A supernatural being or god is an agent who does something. In the case of the God of the Bible, he is a personal agent. Dismissing such an agent, Hawking ascribes creative power to physical law; but physical law is not an agent. Hawking is making a classic category mistake by confusing two entirely different kinds of entity: physical law and personal agency. The choice he sets before us is between false alternatives. He has confused two levels of explanation: agency and law. God is an explanation of the universe, but not the same type of explanation as that which is given by physics.

Suppose, to make matters clearer, we replace the universe by a jet engine and then are asked to explain it. Shall we account for it by mentioning the personal agency of its inventor, Sir Frank Whittle? Or shall we follow Hawking: dismiss personal agency, and explain the jet engine by saying that it arose naturally from physical law?

It is clearly nonsensical to ask people to choose
between
Frank Whittle and science as an explanation for the jet engine. For it is not a question of either/or. It is self-evident that we need
both
levels of explanation in order to give a complete description. It is also obvious that the scientific explanation neither conflicts nor competes with the agent explanation: they complement one another. It is the same with explanations of the universe: God does not conflict or compete with the laws of physics as an explanation. God is actually the ground of all explanation, in the sense that he is the cause in the first place of there being a world for the laws of physics to describe.

Offering people the choice between God and science is therefore illogical. In addition, it is very unwise, because some people might just choose God and then Hawking could be accused of putting people off science!

Sir Isaac Newton, a previous holder of the Lucasian Chair at Cambridge, did not make Hawking’s category mistake when he discovered his law of gravitation.

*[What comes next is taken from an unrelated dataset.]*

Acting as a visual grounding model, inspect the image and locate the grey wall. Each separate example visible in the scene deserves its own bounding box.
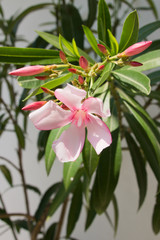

Newton did not say: “Now that I have the law of gravity, I don’t need God.” What he did was to write
Principia Mathematica
, the most famous book in the history of science, expressing the hope that it would “persuade the thinking man” to believe in God.

The laws of physics can explain how the jet engine works, but not how it came to exist in the first place. It is self-evident that the laws of physics could not have created a jet engine on their own. That task also needed the intelligence, imagination, and scientific creativity of Whittle. Indeed, even the laws of physics plus Frank Whittle were not sufficient to produce a jet engine. There also needed to be some material that Whittle could use. Matter may be humble stuff, but laws cannot create it.